Flap Procedures for Breast Reconstruction
In flap procedures for breast reconstruction, tissue is moved from one area of your body to the chest in one of two ways.
- Using the "tunneling procedure," the section of tissue is left attached to its original blood supply, tunneled underneath the skin, and placed at the reconstruction site.
- Using the "free-flap procedure," the tissue is disconnected from its original blood supply and then reconnected to existing blood vessels in the chest area. Flaps of tissue for these procedures can be taken from the abdomen, back, or the buttocks.
Tummy Flap Procedure
Also called transverse rectus abdominis myocutaneous flap (TRAM), this is a common flap procedure that uses muscle, skin, and the blood supply from the stomach area. It can be performed using either the tunneling or free-flap method. With the free-flap procedure, the artery and vein in the flap are surgically attached to the artery and vein in the armpit. After the flap has been transferred, the surgeon shapes the flap into the contour of a breast of similar width, size, and projection as the opposite breast.
The tummy flap procedure is performed under epidural anesthesia, where medicines are placed near nerves in the back to control pain after surgery.

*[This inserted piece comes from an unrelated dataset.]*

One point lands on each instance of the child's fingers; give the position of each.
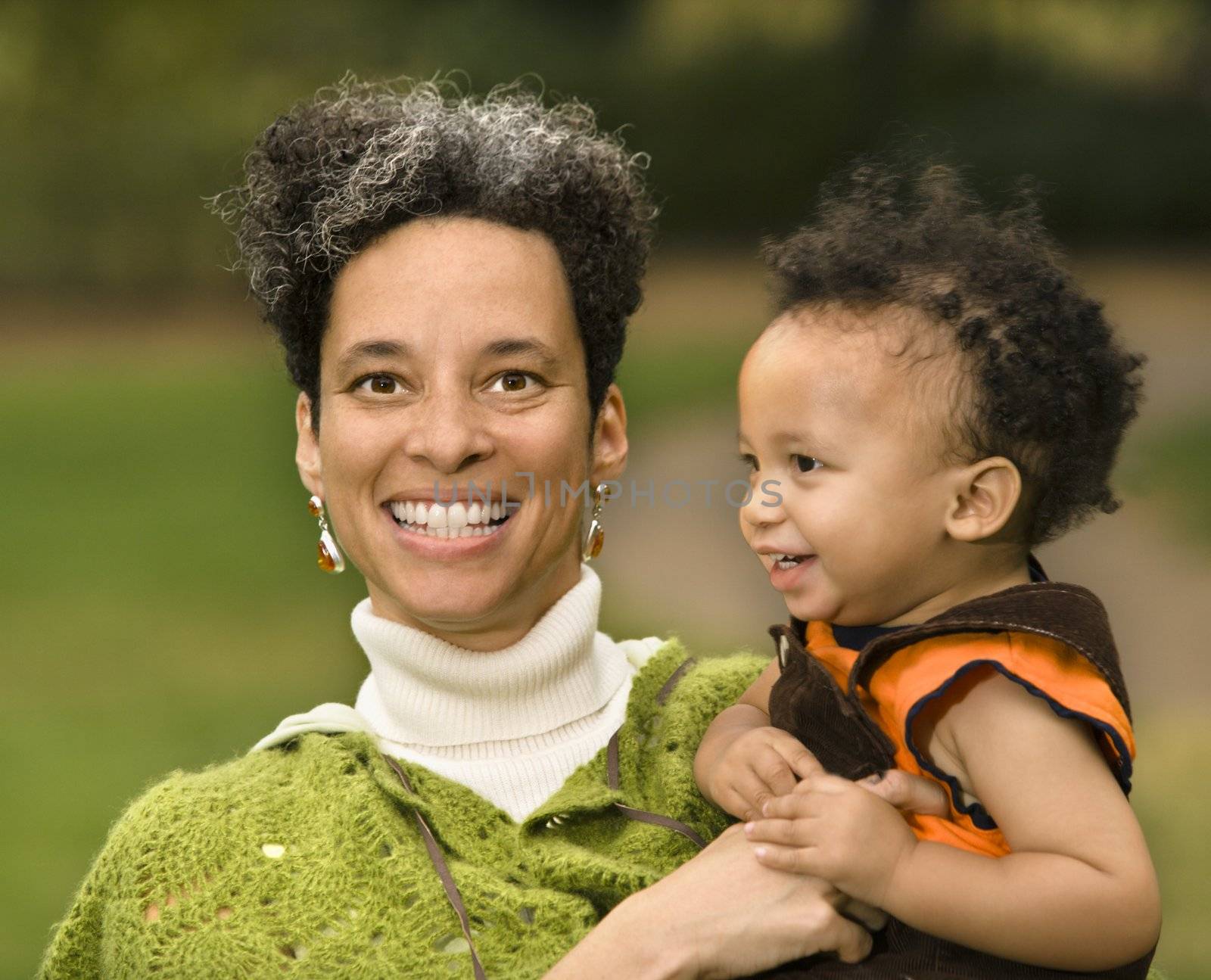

Transferring tissue from the abdomen to the chest also results in tightening of the stomach, or "tummy tuck." While it leaves a horizontal scar across the lower abdomen, this is generally the least objectionable place for such a scar.
Back Flap Procedure
Also called latissimus dorsi myocutaneous flap (LDMF), this procedure may be used when the tummy flap procedure is not an option. During LDMF, the plastic surgeon takes tissue from the back and moves it to the mastectomy site. Often, a breast implant is also used.
Gluteal Free Flap
Also called gluteal artery perforator flap (GAP), this is a newer type of surgery that uses tissue from the buttocks to create a breast. During the GAP procedure, the surgeon takes skin, fat, blood vessels, and muscles from the buttocks and moves it to the mastectomy site to create a breast.